Шэн Хао, поглядел ему вслед, пожалел, что нельзя уже больше, как в детстве, бежать за шифу вприпрыжку до конца улицы, помешкал, изучая раненый нож, и пошел в кузницу.


Гудел горн, переливались красным бока антрацита, накалялся полумесяц ножа. Зажатый щипцами, лег на покатую спину наковальни. Шэн Хао примерился и ударил молотом. Удар откликнулся резкой, с оттяжкой, болью в селезенке, кузнец ударил снова, чуть изменив угол и силу замаха, – жгучая боль пронзила сердце. Новый удар – на пределе возможности терпеть отозвалось правое легкое, за ним левое, желудок, глаза, колени. Он бил и бил и уже не понимал – обрушивает ли молот на лезвие ножа или на свое тело. Стены кузни то сужались, то расширялись, горн пожирал антрацит, меха алкали воздуха, пот заливал глаза, или то были слезы боли – кузнец не прерывал работы. До тех пор, пока не почувствовал, не разумом, всем существом, – довольно. Он взял нож и хотел было опустить его в чан с водой для закалки, но плоть, его собственная плоть, незнакомым, но сильным зовом, какому немыслимо противиться, потянулась к лезвию, и Шэн Хао повиновался – нож вошел в печень, окрасив мир перед глазами алыми маками сладкой и нестерпимой боли, и вышел вон – обновленный, залеченный.

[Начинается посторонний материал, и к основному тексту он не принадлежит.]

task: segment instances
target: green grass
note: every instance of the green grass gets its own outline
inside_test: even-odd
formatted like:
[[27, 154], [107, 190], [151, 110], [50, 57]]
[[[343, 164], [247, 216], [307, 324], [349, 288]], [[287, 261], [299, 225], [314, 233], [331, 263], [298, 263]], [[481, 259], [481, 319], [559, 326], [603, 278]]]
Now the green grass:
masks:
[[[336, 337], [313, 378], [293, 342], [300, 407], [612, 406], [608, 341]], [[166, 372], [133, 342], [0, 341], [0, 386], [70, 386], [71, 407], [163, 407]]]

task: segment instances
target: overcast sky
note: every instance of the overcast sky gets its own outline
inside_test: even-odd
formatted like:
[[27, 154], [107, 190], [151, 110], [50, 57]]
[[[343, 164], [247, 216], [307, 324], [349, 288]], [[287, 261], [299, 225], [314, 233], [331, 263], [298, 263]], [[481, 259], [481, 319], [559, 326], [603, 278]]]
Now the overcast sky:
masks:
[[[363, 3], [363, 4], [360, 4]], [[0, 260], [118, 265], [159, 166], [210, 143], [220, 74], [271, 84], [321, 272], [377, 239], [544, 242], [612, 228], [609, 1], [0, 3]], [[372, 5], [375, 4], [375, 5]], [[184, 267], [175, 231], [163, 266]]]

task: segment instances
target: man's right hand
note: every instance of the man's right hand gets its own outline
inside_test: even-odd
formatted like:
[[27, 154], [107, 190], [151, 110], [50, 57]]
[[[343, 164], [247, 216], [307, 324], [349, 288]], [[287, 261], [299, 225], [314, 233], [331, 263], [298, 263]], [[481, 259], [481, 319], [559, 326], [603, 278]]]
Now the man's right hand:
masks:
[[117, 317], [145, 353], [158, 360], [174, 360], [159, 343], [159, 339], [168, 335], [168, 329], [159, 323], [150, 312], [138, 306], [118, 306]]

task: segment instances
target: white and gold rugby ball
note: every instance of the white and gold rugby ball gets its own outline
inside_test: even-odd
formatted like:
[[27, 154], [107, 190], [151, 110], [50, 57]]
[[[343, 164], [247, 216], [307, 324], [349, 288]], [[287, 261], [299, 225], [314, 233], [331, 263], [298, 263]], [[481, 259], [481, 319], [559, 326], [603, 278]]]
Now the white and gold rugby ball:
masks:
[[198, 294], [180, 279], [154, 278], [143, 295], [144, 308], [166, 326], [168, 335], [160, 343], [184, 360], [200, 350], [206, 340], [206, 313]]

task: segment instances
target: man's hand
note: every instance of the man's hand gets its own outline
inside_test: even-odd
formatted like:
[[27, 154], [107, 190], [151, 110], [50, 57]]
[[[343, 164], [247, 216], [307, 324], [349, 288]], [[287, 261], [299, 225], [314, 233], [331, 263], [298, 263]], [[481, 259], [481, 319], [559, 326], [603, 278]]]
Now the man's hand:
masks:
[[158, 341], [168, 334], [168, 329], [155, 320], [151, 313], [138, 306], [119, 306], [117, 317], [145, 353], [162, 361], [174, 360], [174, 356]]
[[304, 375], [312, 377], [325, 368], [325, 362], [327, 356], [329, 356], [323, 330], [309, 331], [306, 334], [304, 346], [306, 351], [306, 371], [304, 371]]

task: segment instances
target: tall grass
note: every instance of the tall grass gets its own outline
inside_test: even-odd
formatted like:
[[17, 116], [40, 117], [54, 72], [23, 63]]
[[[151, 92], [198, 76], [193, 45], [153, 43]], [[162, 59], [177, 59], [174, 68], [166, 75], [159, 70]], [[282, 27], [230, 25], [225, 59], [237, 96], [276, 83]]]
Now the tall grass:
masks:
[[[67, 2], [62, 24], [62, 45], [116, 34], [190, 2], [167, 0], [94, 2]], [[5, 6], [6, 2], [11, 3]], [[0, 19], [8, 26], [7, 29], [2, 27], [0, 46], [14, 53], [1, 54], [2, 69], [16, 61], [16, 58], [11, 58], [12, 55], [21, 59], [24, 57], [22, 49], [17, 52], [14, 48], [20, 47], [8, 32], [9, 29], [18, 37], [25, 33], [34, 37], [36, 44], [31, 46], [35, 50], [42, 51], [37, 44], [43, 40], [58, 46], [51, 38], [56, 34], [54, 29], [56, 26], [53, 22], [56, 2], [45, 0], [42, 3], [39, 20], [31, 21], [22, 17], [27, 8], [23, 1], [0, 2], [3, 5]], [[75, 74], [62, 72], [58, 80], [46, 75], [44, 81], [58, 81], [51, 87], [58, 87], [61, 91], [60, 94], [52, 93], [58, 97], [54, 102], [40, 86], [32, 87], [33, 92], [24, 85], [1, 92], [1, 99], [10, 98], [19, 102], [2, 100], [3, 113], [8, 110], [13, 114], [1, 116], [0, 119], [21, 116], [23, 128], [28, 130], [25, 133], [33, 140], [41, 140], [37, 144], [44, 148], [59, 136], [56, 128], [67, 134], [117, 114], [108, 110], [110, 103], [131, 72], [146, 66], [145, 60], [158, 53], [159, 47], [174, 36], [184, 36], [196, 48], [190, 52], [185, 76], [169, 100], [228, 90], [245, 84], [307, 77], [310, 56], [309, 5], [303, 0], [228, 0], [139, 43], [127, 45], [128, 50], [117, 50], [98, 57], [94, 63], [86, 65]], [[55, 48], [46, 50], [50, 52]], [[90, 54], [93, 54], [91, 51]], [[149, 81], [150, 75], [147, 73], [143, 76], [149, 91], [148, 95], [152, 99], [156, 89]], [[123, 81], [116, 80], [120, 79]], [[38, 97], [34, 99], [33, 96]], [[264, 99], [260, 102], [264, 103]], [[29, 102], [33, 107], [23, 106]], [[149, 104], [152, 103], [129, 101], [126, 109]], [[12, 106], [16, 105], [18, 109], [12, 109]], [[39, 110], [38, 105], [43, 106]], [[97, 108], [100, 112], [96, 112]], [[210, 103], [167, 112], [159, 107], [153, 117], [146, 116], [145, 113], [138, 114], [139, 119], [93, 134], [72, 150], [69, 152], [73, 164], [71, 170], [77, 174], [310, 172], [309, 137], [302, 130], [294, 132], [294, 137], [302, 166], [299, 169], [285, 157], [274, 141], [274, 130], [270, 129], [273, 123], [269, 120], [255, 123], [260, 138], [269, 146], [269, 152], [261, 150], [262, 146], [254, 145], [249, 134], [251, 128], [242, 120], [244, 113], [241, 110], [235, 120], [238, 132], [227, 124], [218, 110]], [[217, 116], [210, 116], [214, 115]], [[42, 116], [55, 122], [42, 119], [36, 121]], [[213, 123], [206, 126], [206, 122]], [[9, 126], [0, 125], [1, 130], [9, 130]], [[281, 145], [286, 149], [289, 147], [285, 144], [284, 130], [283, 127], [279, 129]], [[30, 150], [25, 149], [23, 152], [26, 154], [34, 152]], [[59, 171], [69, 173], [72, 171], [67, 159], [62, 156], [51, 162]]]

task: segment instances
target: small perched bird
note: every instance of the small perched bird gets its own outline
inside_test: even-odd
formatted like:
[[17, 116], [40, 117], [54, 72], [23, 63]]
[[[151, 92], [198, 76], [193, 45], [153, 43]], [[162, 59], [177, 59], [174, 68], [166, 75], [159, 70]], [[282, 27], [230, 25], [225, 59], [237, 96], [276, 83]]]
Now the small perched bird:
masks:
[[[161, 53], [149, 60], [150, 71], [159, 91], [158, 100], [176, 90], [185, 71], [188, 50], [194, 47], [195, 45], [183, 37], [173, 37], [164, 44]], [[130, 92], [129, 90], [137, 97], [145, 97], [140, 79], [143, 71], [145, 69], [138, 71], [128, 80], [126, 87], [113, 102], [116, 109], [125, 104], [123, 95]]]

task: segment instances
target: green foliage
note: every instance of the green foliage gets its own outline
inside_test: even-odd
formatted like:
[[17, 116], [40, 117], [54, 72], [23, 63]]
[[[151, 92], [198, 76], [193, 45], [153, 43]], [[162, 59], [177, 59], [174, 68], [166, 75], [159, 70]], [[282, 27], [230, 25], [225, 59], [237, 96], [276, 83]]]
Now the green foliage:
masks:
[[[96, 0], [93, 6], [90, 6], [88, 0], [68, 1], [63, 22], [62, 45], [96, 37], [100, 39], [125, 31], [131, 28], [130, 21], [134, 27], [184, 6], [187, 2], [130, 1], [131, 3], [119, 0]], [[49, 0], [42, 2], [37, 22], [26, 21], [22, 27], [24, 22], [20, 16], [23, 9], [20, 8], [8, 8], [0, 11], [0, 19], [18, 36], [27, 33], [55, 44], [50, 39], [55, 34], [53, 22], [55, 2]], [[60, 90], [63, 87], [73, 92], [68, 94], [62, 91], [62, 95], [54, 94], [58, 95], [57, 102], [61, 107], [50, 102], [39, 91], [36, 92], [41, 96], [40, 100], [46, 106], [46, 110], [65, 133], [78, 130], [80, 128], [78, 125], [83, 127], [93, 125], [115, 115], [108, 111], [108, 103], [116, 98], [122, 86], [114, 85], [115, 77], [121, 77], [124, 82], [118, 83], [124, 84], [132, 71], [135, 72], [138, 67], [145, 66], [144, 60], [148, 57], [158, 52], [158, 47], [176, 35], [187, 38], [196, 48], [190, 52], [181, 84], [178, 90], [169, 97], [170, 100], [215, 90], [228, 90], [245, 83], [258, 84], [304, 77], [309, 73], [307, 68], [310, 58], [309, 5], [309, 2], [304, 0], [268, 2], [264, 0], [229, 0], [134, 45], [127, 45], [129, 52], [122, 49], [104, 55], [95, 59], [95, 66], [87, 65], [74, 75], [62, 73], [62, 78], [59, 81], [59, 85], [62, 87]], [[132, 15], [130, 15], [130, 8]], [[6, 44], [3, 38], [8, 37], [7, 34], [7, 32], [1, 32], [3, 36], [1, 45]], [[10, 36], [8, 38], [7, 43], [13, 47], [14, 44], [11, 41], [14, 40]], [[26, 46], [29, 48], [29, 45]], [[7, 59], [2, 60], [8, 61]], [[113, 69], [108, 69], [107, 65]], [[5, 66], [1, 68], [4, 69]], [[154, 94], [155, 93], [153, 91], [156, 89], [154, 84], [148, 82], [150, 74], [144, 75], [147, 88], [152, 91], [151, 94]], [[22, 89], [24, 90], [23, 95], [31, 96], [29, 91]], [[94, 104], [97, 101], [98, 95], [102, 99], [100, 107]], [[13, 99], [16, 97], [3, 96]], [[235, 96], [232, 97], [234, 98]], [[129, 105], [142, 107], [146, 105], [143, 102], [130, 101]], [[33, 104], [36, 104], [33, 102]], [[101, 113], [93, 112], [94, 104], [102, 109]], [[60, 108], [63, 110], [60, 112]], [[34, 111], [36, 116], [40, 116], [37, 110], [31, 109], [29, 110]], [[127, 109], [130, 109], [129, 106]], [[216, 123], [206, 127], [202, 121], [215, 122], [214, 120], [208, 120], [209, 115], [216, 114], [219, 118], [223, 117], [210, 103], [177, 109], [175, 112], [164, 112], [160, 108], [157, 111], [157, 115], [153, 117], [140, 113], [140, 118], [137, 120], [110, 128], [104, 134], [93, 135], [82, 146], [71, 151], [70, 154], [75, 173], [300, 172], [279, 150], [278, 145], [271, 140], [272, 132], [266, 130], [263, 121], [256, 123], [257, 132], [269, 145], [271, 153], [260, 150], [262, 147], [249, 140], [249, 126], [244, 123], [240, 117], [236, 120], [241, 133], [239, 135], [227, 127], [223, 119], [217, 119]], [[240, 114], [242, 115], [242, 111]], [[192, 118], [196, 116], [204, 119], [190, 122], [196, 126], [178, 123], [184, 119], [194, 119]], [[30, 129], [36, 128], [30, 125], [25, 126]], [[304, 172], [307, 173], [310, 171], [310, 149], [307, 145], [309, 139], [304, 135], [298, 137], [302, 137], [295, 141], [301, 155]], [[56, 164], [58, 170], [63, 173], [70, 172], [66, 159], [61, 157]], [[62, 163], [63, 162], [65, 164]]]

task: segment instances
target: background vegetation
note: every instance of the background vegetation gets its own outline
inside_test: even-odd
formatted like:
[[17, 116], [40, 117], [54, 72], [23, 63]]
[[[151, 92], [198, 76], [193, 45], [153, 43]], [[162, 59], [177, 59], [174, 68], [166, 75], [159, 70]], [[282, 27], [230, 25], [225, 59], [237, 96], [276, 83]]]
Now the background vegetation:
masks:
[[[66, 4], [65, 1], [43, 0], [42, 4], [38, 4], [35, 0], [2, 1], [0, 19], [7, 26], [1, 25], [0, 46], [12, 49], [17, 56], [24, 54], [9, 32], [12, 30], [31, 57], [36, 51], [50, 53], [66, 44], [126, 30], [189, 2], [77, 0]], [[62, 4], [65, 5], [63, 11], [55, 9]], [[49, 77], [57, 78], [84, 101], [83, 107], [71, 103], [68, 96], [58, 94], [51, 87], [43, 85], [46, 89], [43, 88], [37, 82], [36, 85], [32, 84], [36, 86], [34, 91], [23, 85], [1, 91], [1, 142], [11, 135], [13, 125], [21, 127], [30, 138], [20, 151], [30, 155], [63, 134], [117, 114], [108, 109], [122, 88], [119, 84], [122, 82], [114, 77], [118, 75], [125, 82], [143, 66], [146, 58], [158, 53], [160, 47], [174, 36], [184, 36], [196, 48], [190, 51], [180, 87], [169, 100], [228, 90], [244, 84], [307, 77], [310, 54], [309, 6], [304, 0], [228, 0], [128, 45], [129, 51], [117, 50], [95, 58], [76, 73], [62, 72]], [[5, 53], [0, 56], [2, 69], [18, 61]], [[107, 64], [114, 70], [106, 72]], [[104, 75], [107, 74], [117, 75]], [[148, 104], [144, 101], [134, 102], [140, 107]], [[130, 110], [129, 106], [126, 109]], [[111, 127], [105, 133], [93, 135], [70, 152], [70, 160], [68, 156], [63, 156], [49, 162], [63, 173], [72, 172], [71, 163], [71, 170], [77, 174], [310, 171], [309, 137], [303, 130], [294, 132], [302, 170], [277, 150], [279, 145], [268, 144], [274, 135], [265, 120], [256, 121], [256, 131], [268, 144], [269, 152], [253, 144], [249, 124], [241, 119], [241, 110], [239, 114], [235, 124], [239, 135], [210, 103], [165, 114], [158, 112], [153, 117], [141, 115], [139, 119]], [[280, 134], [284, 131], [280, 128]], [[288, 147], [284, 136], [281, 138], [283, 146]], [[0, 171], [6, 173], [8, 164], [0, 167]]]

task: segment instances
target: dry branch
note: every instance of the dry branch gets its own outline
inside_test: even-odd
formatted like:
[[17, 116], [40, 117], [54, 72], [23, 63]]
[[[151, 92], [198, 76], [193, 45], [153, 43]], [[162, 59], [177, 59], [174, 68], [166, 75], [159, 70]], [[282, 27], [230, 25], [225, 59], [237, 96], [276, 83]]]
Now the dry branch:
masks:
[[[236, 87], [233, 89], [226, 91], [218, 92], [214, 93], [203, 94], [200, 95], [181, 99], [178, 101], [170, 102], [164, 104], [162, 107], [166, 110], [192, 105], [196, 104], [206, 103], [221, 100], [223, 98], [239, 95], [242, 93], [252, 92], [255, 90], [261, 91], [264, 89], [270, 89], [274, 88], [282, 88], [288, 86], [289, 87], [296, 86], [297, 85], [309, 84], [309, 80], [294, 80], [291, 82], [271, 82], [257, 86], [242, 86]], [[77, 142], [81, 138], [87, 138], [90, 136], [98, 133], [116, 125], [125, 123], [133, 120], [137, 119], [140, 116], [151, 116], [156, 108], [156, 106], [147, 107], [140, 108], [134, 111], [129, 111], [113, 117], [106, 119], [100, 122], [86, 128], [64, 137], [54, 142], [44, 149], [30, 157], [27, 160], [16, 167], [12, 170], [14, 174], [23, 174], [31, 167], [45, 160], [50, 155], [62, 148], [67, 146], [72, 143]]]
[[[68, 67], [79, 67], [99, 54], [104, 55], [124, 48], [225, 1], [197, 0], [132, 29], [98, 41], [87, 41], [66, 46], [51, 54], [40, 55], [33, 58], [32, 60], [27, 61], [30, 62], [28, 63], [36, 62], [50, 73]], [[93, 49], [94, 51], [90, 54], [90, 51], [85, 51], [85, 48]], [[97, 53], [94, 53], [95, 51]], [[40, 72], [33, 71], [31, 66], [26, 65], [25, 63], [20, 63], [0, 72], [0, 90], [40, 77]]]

Боль отступила. Сознание и тело заново привыкли друг к другу. Кузнец поднес к глазам поковку – в тусклом свете утра казалось, что это незнакомая вещь с неведомым назначением, музейный экспонат, свидетель былых времен. Полоска неба за окном просветлела, напомнив слова шифу: «Жду тебя на рассвете». Шэн Хао завернул нож в лоскут кожи и сунул за пазуху.


Он шел по улицам просыпающегося города, сперва вдоль Янцзы, вдыхая осеннюю сырость; рыбаки у парапета набережной проверяли ловушки на крабов и тут же продавали улов хозяевам рыбных ресторанчиков. Потом повернул на юг от реки, пошел вдоль широкой Улолу, его обгоняли спешащие на работу люди, брякали звонки велосипедов, водители грузовиков и автобусов переругивались на перекрестках. Прогрохотал по мосту поезд, сбрасывая скорость перед вокзалом, показались каменные львы шицзы у входа в даосскую обитель Долгой Весны Чанчуньгуань. Шэн Хао подышал на озябшие руки и стукнул привратнику в окошечко. Его пустили.